TOOWOOMBA mother Toni Mitchell fronted the Disability Royal Commission gripping the hand of her son Joshy, and explained how she had to justify her son’s life – even before he was born.
“It’s highly likely that your son has Down syndrome,” Ms Mitchell was told by a medical staffer during a prenatal screening.
“People were murmuring and I was still crying, and then finally he turned around said, ‘Here’s your appointment for a termination’, gave me a piece of paper and walked out,” Ms Mitchell, a single mum, told the royal commission, holding back tears.
“It set the whole tone for Joshy’s life because in that moment, they completely disallowed his life. They said he wasn’t worth living.”
Despite being encouraged to abort her son’s life, Ms Mitchell said she had never considered it.
Today, Joshy is 19 years old and lives with multiple disabilities including Down syndrome, autism, hearing and vision impairment, congenital heart disease, and degenerative lung disease.
He has spent a lot of time in hospital and had 54 operations.
He struggles every day with immense pain due to a septic infection that almost killed him in 2014.
And yet Joshy’s daily struggle has a purpose driven by his love for life.
“He has a spirit determined to live and to see the beauty in every day,” Ms Mitchell posted on the website Sunshine Butterflies.
“Joshy is a generous, genuine, loving, caring boy.
“He is open and honest, and welcoming to each and every person he meets.
“He has been home-schooled, can read and add up.
“He loves to go horseriding and spend time with his pets.
“He loves motorbikes. He loves going to church and serving as an altar boy.
“His most favourite thing to do is to see bands perform live.”
The Disability Royal Commission has been set up by the Federal Government to enquire into violence, abuse, neglect and the exploitation of people with disability.
Inclusion Australia chief executive officer Catherine McAlpine said the health inequality, the number of preventable deaths and the lower life expectancy for people with intellectual disability had been “known for decades”.

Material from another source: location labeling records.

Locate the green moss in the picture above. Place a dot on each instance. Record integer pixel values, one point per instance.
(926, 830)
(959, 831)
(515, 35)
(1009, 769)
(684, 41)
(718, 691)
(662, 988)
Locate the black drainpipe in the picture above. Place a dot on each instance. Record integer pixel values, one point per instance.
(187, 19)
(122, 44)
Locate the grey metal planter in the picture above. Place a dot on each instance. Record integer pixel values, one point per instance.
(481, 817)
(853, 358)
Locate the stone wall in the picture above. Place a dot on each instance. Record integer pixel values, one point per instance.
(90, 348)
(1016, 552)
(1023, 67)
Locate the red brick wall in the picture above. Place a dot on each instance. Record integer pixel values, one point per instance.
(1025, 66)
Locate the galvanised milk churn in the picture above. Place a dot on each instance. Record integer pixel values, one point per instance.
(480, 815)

“Treating people with intellectual disability as agents of their own lives, treating people with intellectual disability as valued members of the community who deserve the same health care as everyone else … these things should just happen as a matter of course,” Ms McAlpine told ABC radio.
Ms Mitchell’s testimony at the third public hearing held in western Sydney this month has been one of many to shine a light on the challenges of getting treatment for complex medical conditions, and navigating Australia’s health system.
She said it “was very empowering to be heard” and to have officials take seriously issues she’d been trying to raise for years.
“They need to see that you don’t need to be perfect. Disability is okay,” she said after giving testimony.
“Personally I love the way Joshy looks at life.
“I love his acceptance of life.
“I love the way that he looks at the world around him.”